Feuchttücher entsorgen

Sie duften angenehm frisch, sind extrem praktisch und versprechen eine schnelle Reinigung: Feuchttücher erfreuen sich immer größerer Beliebtheit. Bei der Babypflege sind die praktischen Helfer für die meisten Eltern unverzichtbar. Aber auch Abschminktücher und feuchtes Toilettenpapier sind aus vielen Badezimmern nicht mehr wegzudenken. Doch wie entsorgt man gebrauchte Feuchttücher am besten und umweltfreundlichsten?

Wie entsorgt man Feuchttücher?

Feuchttücher sind im Haus- bzw. Restmüll zu entsorgen. Es kann sinnvoll sein, die Tücher vorgängig in einer Hygienebox im Bad zu sammeln. Auf keinen Fall sollte man Feuchttücher in der Toilette entsorgen, so sie nach dem herunterspülen ansonsten die Kanalisationspumpen verstopfen können.

Wohin mit den benutzten Feuchttüchern?

Generell gilt: Alle Vliestücher zum Einmalgebrauch gehören in den Restmüll.
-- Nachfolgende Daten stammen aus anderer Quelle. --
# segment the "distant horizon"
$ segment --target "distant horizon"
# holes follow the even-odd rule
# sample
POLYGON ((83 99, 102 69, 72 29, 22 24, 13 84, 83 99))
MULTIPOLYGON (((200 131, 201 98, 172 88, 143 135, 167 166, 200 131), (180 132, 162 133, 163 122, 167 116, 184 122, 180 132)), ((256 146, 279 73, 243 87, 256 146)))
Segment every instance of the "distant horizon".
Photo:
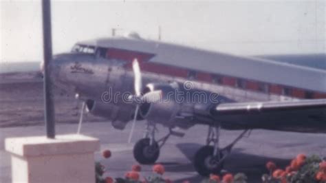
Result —
MULTIPOLYGON (((41 2, 0 4, 0 63, 41 61, 41 2)), ((52 1, 52 5, 54 54, 69 51, 79 41, 108 37, 113 28, 157 40, 159 26, 164 42, 237 55, 325 52, 324 1, 52 1)))

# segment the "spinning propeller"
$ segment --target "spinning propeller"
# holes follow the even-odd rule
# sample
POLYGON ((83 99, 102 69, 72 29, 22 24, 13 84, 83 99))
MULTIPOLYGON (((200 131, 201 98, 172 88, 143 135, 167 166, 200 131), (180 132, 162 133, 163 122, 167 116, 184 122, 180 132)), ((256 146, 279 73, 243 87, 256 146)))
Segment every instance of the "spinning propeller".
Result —
POLYGON ((140 72, 140 67, 139 66, 138 61, 137 58, 135 58, 133 61, 133 71, 134 75, 134 89, 135 89, 135 95, 130 96, 129 99, 133 101, 134 103, 136 103, 136 107, 135 110, 135 115, 133 116, 133 120, 131 126, 131 129, 129 133, 129 138, 128 139, 128 143, 130 143, 131 141, 131 138, 133 134, 133 130, 135 129, 135 122, 137 120, 137 116, 138 115, 138 111, 140 105, 144 103, 155 103, 161 100, 162 98, 162 91, 156 90, 149 92, 146 93, 144 95, 142 95, 141 90, 142 88, 142 74, 140 72))

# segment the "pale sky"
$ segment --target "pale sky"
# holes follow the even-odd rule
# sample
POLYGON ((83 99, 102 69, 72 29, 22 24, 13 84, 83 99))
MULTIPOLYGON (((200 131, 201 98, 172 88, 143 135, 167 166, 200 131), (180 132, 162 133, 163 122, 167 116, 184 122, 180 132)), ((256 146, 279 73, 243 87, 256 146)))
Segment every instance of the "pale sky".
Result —
MULTIPOLYGON (((54 53, 135 31, 236 54, 325 52, 325 1, 52 1, 54 53)), ((41 1, 0 0, 0 62, 43 58, 41 1)))

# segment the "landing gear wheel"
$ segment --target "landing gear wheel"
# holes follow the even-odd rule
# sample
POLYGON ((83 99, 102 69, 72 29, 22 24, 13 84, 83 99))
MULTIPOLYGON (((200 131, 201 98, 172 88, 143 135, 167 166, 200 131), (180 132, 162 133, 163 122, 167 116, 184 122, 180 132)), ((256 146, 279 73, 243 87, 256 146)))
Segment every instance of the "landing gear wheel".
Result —
MULTIPOLYGON (((206 177, 210 173, 219 173, 223 168, 223 162, 219 162, 217 157, 214 157, 213 152, 214 148, 212 146, 204 146, 195 155, 195 169, 202 176, 206 177)), ((222 155, 220 153, 220 158, 222 158, 222 155)))
POLYGON ((140 164, 153 164, 160 155, 157 142, 150 145, 149 138, 140 140, 133 147, 133 157, 140 164))

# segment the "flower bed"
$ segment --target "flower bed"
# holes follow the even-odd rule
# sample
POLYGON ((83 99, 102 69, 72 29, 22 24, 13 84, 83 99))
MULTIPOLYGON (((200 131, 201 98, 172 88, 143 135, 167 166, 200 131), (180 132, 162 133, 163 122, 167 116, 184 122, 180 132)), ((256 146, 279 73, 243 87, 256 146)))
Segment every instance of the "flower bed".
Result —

Sie zählen also zum Hausmüll und der wird in der „Grauen Tonne“ entsorgt. In der Regel sind die Verpackungen mit einem entsprechenden Hinweis versehen.

Manche Produkte tragen den Vermerk „spülbar“, was schnell annehmen lässt, man könne sie einfach in die Toilette werfen. Das ist aber so nicht ganz richtig. Zwar kann man die feuchten Tücher durchaus das Klo herunterspülen und sie somit in die Kanalisation befördern, aber damit verlagert man das Problem allenfalls an die Wasserentsorger.
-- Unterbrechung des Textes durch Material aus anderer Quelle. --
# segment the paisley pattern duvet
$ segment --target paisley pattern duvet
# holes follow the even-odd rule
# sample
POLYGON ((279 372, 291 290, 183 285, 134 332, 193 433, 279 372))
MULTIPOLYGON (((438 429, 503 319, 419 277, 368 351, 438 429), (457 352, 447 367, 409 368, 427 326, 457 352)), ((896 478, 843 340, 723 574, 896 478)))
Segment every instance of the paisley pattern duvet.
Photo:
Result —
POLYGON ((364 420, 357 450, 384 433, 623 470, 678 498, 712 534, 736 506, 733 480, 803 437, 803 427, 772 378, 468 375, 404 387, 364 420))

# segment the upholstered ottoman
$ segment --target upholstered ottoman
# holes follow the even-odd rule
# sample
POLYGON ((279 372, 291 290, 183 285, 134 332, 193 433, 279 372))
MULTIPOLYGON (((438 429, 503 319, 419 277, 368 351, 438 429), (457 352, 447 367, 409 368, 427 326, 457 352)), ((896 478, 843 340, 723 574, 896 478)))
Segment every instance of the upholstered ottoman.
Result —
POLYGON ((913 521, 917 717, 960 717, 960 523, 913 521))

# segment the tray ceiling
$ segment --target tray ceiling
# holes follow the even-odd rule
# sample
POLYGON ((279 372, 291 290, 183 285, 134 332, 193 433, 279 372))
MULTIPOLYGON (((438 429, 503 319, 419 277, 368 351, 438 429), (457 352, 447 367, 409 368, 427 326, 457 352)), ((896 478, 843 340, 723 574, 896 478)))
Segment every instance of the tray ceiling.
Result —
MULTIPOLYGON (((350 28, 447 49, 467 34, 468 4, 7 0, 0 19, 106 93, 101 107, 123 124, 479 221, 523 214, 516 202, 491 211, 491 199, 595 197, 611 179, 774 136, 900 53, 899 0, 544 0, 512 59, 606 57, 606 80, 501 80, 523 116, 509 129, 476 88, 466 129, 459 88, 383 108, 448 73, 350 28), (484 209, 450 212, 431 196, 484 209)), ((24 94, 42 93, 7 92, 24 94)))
Wer Feuchttücher auf diese Weise entsorgt, belastet das Abwassersystem.

Was passiert beim Entsorgen über das WC?

Das Gewebe von Feuchttüchern besteht aus reißfesten Kunststoff-Fasern. Im Gegensatz zu klassischem Toilettenpapier zersetzen sich Feuchttücher deshalb nicht so schnell im Wasser. Vor allem für Baby-Tücher werden oft Fasern verwendet, die sich gar nicht zersetzen.

Auf ihrem Weg verfangen und verwickeln sie sich in den Pumpen der Kanalisation, wo sie auf Dauer einen riesigen Knoten bilden. Dies führt zum Stillstand der Pumpen. Die Folge dessen sind ausgesprochen aufwändige Reinigungen und kostspielige Reparaturen.
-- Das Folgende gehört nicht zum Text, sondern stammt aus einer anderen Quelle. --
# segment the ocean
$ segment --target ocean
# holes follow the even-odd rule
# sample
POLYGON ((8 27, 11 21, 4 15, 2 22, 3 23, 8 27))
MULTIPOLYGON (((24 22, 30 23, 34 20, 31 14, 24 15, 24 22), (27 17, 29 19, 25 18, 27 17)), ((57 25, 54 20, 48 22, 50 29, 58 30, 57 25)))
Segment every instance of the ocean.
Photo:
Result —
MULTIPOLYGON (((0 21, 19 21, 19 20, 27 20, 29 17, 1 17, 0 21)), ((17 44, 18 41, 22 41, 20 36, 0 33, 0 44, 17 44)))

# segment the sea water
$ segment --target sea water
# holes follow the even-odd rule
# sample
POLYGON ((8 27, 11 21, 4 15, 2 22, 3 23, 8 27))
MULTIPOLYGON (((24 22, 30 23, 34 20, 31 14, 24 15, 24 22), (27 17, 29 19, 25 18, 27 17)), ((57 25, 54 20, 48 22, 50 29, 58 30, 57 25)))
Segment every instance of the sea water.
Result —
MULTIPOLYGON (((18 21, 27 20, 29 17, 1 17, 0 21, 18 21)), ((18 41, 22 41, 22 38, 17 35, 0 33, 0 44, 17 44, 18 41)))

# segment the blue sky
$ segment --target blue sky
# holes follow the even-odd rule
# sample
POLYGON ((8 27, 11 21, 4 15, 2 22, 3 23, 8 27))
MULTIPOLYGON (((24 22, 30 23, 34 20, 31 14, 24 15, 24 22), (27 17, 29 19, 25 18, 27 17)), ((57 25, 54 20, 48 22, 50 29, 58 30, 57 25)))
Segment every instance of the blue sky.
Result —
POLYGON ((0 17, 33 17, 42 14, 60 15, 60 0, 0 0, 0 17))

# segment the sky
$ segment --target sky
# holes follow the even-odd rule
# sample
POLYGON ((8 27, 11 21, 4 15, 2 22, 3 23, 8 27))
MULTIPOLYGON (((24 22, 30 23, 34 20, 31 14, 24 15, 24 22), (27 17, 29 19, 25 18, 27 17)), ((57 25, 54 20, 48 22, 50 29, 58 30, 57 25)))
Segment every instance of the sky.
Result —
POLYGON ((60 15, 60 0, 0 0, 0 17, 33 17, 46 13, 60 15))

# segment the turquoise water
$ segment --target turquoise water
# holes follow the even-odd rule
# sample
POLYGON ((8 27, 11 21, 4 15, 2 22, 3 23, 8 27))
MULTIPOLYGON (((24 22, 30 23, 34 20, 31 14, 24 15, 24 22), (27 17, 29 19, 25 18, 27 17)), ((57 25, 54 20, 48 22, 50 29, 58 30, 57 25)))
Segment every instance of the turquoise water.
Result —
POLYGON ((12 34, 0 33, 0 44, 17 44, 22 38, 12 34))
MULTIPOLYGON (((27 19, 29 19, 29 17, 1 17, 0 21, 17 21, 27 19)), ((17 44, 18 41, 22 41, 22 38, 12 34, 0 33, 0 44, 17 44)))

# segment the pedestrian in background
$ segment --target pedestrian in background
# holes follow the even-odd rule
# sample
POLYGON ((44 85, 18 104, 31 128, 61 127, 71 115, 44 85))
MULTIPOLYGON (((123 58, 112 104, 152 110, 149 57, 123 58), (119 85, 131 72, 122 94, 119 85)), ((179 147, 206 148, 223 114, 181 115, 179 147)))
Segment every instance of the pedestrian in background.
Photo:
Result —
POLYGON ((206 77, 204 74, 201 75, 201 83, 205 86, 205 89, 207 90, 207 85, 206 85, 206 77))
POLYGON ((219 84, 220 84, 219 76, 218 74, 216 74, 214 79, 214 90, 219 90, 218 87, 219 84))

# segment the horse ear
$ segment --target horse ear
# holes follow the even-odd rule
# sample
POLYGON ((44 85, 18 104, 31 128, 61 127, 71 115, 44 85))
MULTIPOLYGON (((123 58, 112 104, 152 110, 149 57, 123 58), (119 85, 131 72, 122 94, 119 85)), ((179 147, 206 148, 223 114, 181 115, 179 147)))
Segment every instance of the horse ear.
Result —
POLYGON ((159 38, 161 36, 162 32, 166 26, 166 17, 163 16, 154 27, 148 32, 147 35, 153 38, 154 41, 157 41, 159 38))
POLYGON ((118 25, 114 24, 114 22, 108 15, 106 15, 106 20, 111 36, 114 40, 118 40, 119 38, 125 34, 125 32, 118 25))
Welche Tipps gibt es für Feuchttuch-Fans?

Es empfiehlt sich immer, einen kleinen Abfalleimer oder eine Hygienebox direkt neben der Toilette aufzustellen. Privat haben wir den Kosmetikeimer von Wenko (hier klicken) zu Hause, welchen ich sehr empfehlen kann (Link zu Amazon.de, Amazonaffiliatelink).

Denn gerade hier entsteht eine Menge Müll, der keinesfalls ins WC geworfen werden sollte. Wer in Zukunft auf Feuchttücher verzichten möchte und einen adäquaten Ersatz sucht: Alternativ kann man handelsübliches Toilettenpapier mit etwas Lotion, Creme oder einem Intimspray nutzen.

In Drogeriemärkten gibt es inzwischen auch spezielle und äußerst praktikable Po-Duschen, die wie ein kleines, mobiles Bidet einzusetzen sind. Sie versprechen eine gründliche Intimhygiene mit purem Wasser.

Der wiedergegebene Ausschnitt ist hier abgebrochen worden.